5. A key structure as claimed in claim 1, wherein said connecting part has an opposed part, and said base end of said key base body has an opposed part corresponding to said opposed part of said connecting part, said key base body, said upper plate body, and said connecting part being all formed of a synthetic resin, and wherein said wood part, said connecting part, said key base body, said upper plate body, and said connecting part are configured such that under a normal environment with normal temperature and normal humidity, when said connecting part is fixed to said wood part, and at a same time said connecting part and said base end of said key base body are not fixed to each other, a vertical clearance is formed between said opposed part of said connecting part and said opposed part of said base end, and when said opposed part of said connecting part and said opposed part of said base end are brought into a state fixed to each other, a tensile force that causes said opposed part of said connecting part to pull said opposed part of said base end is generated under the normal environment.

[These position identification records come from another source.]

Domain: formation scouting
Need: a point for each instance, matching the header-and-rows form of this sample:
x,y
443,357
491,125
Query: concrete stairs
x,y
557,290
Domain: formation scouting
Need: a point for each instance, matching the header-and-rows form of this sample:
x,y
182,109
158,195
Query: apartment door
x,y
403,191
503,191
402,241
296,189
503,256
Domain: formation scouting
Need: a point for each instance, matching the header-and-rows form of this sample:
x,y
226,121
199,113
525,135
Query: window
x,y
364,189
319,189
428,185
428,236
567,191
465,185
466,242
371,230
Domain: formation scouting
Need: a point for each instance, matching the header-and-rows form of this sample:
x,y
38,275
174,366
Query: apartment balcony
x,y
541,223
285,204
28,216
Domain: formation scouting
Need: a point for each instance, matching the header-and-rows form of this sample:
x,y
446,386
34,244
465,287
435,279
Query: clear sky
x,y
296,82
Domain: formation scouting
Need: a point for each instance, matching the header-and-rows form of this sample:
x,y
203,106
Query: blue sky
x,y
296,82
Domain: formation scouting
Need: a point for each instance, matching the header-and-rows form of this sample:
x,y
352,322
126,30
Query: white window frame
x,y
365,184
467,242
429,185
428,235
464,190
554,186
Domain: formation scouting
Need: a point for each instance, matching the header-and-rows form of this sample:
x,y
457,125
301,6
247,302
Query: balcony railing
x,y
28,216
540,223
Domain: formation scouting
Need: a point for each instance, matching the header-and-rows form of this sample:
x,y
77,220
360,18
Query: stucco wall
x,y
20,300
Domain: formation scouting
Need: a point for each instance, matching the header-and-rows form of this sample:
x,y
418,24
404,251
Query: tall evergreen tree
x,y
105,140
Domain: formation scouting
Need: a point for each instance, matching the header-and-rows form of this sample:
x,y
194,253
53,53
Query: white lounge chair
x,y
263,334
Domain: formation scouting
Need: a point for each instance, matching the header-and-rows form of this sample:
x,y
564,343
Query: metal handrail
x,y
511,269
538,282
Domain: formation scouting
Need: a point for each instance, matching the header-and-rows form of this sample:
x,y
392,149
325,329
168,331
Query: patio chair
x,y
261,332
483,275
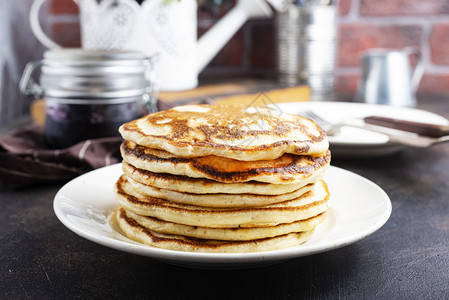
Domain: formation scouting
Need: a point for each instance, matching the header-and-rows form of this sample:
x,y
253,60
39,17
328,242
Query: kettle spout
x,y
216,37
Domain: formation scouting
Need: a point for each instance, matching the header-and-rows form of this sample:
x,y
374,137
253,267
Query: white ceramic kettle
x,y
161,28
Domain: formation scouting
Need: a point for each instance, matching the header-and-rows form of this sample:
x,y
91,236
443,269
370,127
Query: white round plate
x,y
355,142
358,207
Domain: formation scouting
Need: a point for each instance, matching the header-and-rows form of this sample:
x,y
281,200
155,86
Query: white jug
x,y
388,78
161,28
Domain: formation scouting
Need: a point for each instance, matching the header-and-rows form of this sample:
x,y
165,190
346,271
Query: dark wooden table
x,y
408,258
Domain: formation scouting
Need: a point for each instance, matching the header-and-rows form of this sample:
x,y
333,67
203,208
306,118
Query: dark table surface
x,y
408,258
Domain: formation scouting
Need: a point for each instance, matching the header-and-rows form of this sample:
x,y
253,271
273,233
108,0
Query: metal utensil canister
x,y
89,94
306,48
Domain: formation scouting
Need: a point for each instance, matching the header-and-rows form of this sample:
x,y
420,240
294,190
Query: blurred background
x,y
363,24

6. A key structure as claimed in claim 1, wherein said base end of said key base body and said connecting part are fixed to each other, said connecting part having formed therein through holes vertically extending through a portion of said connecting part fixed to said base end.

7. A key structure as claimed in claim 1, wherein said connecting part is formed integrally with said upper plate body.

8. A key structure as claimed in claim 1, wherein said connecting part is formed separately from said upper plate body.

9. A key structure that functions as a key when mounted in a keyboard apparatus, comprising:

a player-side end that is pivotally moved by key depression;

a key base body that has an elongated shape, said key base body having a base end, and an extended part formed integrally with said base end and extended therefrom toward the player, said extended part having an upper part;

a wood part that is fixed to said upper part of said extended part of said key base body, in a manner such that a clearance is formed transversely of said key base body between said wood part and said base end of said key base body, said wood part having an upper part;

an upper plate body that is fixed to said upper part of said wood part, said upper plate body having a depressing surface; and

a connecting part that is located rearward of said upper plate body and above the clearance, said connecting part being formed separately from said upper plate body,

wherein said wood part and said base end of said key base body are fixedly connected to each other via said connecting part.